Will the two Marios – Mario Monti, the new technocratic prime minister of Italy, and Mario Draghi, the still quite new president of the European Central Bank – save the eurozone? No. But individuals can make a difference. These men bring sophisticated pragmatism to the table. Without that, this flawed structure will not survive. Policymakers must be both more cooperative and more flexible. The economic and political costs of a breakdown would be so large that one has to hope for better. Maybe the two Marios will shift policy in a more productive direction.
Two straws float in the wind.
The first is the new long-term refinancing operation, announced by the ECB last month. With banks under fierce funding pressures, the offer of three-year money at the average of the ECB’s benchmark rate (today 1 per cent), without stigma, was one the eurozone’s banks could not refuse. Initial take-up was €489bn for 523 banks. The balance sheet of the ECB is about to explode. This was a bold and cunning move by Mr Draghi and probably the most he could get away with right now.
Cheap longer-term central-bank funding should help stabilise the eurozone financial system. Whether it will also stabilise sovereign debt markets is far less clear. Most European banks are likely to resist purchasing the debt of riskier sovereigns, given the pressure from the European Banking Authority to raise the capital they hold. But the domestic banks might make different decisions, probably under pressure. That would help fund vulnerable governments, but also increase the concentration of risk in domestic banks.

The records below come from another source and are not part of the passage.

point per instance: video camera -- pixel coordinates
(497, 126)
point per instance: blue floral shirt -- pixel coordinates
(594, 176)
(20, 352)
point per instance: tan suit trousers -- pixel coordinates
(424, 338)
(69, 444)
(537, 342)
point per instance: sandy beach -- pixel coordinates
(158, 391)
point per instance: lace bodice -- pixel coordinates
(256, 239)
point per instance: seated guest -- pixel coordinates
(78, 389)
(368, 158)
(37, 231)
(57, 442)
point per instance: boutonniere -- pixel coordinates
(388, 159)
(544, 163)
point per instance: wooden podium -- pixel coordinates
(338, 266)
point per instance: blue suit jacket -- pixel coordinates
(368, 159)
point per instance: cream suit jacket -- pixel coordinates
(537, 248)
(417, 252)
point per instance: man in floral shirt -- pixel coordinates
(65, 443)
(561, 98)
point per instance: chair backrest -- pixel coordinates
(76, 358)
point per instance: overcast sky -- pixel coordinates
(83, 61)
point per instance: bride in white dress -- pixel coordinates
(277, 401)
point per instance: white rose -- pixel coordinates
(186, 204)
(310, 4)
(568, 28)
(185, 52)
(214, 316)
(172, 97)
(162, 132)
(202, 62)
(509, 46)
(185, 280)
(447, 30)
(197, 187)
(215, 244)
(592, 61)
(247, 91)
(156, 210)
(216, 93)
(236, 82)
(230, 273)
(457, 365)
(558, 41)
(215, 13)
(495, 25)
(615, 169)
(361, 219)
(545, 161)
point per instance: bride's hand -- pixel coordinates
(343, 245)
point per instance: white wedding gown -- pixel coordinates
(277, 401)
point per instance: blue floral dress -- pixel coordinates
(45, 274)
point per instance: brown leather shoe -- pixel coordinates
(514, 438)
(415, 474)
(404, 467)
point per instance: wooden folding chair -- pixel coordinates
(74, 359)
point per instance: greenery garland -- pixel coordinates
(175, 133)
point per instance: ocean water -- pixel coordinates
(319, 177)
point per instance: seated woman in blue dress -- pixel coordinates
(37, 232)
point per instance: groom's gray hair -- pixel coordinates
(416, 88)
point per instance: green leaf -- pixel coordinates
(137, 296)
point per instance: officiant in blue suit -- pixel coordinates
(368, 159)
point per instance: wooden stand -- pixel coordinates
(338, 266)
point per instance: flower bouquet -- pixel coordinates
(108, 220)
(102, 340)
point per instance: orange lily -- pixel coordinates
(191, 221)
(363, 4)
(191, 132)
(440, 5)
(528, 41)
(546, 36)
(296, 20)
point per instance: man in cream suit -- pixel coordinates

A second straw is the willingness of Mario Monti to argue, in an interview with the Financial Times, for creditor countries to do more to lower his country’s borrowing costs, even warning there would be a “powerful backlash” among voters in the periphery if they did not. Mr Monti is in a strong position to make this argument. If not him, who? If not now, when? He is a well-respected official with staunchly pro-European views and a strong sympathy for German attitudes to competition and fiscal and monetary stability. Upon his success is likely to depend the survival of the euro, at least in its current form. His failure would surely bring the deluge.
Messrs Draghi and Monti are addressing two interlinked fragilities: the vulnerability of the banking system and the unsustainable terms on which weaker countries can now borrow. But they cannot resolve these difficulties. For that more radicalism is required than either can deliver, on his own.